While in Paris, the Codel met with Lieutenant Colonel Gerrard Emile Ferrand, a French Army infantry officer who served in the Persian Gulf. The French had about 12,000 personnel in the Gulf.
Colonel Ferrand informed the Codel that the French had detected nerve and mustard agent at a Logistics Facility approximately 26 or 27 kilometers south of KKMC on the evening of January 24th or January 25th. He indicated that the wind at ground level had been from the north--from Iraq. French chemical alarms were activated at two locations approximately 100 meters apart. Colonel Ferrand, who arrived at the location about 30 minutes after the initial alarm, indicated that litmus badges on the protective suits worn by French troops registered the presence of mustard agent. They contacted a Czech chemical unit and asked it to conduct tests to verify presence of the chemical agents. The Czech chemical unit arrived about 2 hours later, confirmed the presence of a mustard agent and a nerve agent--either Soman or Tabun--and decontaminated the area.

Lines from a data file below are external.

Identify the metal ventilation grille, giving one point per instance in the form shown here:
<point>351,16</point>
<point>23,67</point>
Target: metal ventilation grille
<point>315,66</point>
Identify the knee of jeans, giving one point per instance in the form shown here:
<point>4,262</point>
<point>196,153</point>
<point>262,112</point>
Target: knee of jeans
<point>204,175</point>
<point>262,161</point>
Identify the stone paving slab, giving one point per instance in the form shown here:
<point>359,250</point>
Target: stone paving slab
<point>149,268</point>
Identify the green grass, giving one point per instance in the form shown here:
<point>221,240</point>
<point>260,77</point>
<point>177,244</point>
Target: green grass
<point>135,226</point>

Colonel Ferrand also noted that, about 2 or 3 days later the French chemical alarms were again activated in the same area. At this time, the wind had shifted and was from the south. The French were unable to determine what chemical agent was present. They again asked the Czech chemical units for assistance, but none responded.

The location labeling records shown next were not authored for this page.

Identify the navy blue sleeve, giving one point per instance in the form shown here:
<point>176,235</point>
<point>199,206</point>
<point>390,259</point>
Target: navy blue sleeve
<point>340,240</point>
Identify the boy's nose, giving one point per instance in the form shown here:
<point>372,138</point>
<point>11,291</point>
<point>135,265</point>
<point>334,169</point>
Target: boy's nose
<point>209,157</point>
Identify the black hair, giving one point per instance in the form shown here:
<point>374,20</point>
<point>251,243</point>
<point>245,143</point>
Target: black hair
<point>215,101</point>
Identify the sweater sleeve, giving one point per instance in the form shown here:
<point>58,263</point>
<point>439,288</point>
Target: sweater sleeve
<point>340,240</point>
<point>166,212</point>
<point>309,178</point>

Colonel Ferrand reported both these events to the French command located at Riyadh. Colonel Ferrand believes these reports were forwarded to CENTCOM headquarters.
Members of the Codel also met with representatives of the French military medical community including Major General Lauric, head of the French Military Medical Service. The French have no empirical evidence on which to base a connection between service in the Persian Gulf and any illness that cannot be explained by conventional diagnosis. The French veterans were all volunteers from the Rapid Reaction Corps and the French Foreign Legion. As such, these individuals had spent considerable time in Africa and other areas which would have exposed them to hostile environmental influences, and, perhaps, made them less susceptible to environmental factors in the Persian Gulf. The French are, however, monitoring the medical conditions of their veterans.
(Note: In discussions with the members of the Czech chemical defense unit, they did not mention any contact with the French concerning a detection of either or both nerve agent or mustard agent. The French had no knowledge of the Czech chemical agent detections.)
(1). Did any of the coalition allies serving in the Persian Gulf have chemical weapons in the theater of operations or conduct chemical weapons training using live agents or simulants?
(2). Did representatives of any of the coalition allies receive any air samples from the Czechs while in the Gulf? Specifically, did a US Special Forces soldier or Intelligence Community member receive an air sample from the Czech chemical defense unit?
(3). Did any member of the allied coalition receive reports, other than the report of the January 19 event, from any coalition partner of a detection of chemical agents including any reports of chemical agents at a level considered to be militarily insignificant and no threat to the safety or health of U.S. troops, or other coalition personnel?
(4). What were the true weather (wind) conditions during the period in question. There is a discrepancy regarding the reported wind directions during the time the various detections were made.